Jenny baru akan protes tetapi tidak jadi karena ucapan George benar, ia memang pemalas. Kecuali jika bicara tentang fashion dan make up, Jenny baru tertarik. Salah satu tetangganya yang cantik dan suka berdandan ada yang pernah mengajari tentang itu, jadi sekarang Jenny tahu tentang hal-hal seputar fashion dan make up.
“Kenapa diam? Karena ucapanku benar ya?”
“Iya sih, kali ini kamu benar”
George kemudian tertawa kecil, membuat Jenny terkesima karena selama ini ia bahkan belum pernah melihat George tersenyum, apalagi tertawa.
“Ayo Jen, lebih baik kita segera pulang nanti orang tuamu khawatir”
“Orang tuamu mungkin akan khawatir, tapi orang tuaku tidak”
“Kenapa begitu?”
“Tidak apa-apa, itu tidak penting kok”
George merasa heran dengan ucapan Jenny, tapi ia takkan bertanya lagi padanya karena ia tahu kalau Jenny akan enggan untuk menjawabnya.

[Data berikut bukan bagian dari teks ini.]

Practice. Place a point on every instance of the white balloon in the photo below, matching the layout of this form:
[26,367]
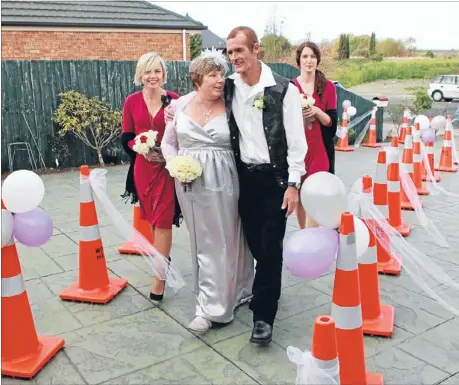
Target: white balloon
[323,196]
[438,123]
[22,191]
[362,236]
[351,111]
[346,104]
[7,227]
[424,122]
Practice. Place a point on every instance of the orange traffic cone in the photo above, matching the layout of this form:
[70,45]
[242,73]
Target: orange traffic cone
[343,143]
[446,156]
[24,353]
[393,191]
[407,168]
[347,311]
[93,285]
[403,126]
[378,319]
[417,162]
[431,158]
[387,263]
[371,141]
[143,227]
[323,347]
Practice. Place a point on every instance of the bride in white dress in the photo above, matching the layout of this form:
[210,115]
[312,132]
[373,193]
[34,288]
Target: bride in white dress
[222,263]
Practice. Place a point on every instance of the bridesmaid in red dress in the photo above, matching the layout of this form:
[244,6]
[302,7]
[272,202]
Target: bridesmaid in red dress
[323,116]
[152,184]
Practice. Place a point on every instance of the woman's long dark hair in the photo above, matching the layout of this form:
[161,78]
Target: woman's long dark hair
[320,79]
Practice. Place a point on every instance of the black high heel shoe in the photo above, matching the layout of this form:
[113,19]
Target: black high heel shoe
[159,297]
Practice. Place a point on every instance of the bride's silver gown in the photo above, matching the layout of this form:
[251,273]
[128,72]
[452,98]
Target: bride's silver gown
[222,263]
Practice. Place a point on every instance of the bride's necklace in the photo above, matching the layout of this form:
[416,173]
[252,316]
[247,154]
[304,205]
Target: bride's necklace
[208,113]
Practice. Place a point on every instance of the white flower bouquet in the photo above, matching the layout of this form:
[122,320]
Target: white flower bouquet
[307,102]
[185,169]
[146,142]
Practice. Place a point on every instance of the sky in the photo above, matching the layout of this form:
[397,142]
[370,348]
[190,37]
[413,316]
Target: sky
[430,23]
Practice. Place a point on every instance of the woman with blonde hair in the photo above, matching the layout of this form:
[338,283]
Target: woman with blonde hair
[148,181]
[222,264]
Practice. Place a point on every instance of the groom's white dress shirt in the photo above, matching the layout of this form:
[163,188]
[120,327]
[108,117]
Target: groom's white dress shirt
[252,140]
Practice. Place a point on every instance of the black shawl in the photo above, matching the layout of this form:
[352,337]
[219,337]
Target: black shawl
[328,134]
[130,190]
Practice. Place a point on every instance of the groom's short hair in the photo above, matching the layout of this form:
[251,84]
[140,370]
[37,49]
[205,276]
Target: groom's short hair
[249,33]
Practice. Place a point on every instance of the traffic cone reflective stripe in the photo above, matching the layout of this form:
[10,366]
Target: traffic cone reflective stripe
[140,225]
[343,143]
[24,353]
[431,158]
[93,285]
[372,133]
[323,347]
[378,319]
[417,162]
[403,126]
[388,263]
[446,157]
[406,167]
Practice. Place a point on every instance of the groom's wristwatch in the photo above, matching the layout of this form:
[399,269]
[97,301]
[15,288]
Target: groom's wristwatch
[294,184]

“Hei tunggu, Jen! Kamu mau kemana?”
“Ke pintu gerbang sekolah di depan. Memangnya ada jalan keluar lain lagi?”
“Tidak ada sih. Ayo ikut aku ke parkiran, aku akan mengantar kamu pulang sampai rumah”

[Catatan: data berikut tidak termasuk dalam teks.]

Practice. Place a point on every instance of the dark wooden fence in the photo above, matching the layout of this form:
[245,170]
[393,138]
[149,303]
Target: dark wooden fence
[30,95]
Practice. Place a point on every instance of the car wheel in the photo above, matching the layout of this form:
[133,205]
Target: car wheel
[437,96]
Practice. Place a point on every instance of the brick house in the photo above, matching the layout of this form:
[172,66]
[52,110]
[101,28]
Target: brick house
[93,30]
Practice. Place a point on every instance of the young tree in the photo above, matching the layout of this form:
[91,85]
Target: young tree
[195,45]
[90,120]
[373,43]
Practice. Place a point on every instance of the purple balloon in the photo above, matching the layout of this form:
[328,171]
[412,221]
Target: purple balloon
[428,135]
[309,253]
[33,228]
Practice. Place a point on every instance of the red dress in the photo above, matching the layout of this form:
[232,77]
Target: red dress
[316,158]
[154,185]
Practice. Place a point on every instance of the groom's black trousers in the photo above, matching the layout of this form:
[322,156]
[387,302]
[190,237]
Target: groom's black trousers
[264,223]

“Eh, tidak perlu. Lebih baik aku pulang sendiri. Sampai ketemu lagi besok ya. Bye!”
“Tunggu, Jen!”
Tetapi Jenny sudah berlari dengan cepat menuju gerbang sekolah. George lagi-lagi merasa heran terhadap Jenny. Biasanya para gadis suka jika di antakan ke rumahnya dengan mobil. Tetapi Jenny memang tidak seperti gadis-gadis lain dan itu membuat George jadi merasa penasaran dengannya.
Di kejauhan, seseorang terlihat sedang mengawasi mereka.
“Hmm … George dan Jenny ternyata berpasangan untuk proyek sainsnya Mr. Stern. Ini menarik. Tunggu saja, Jenny. Aku akan mengacaukannya nanti!”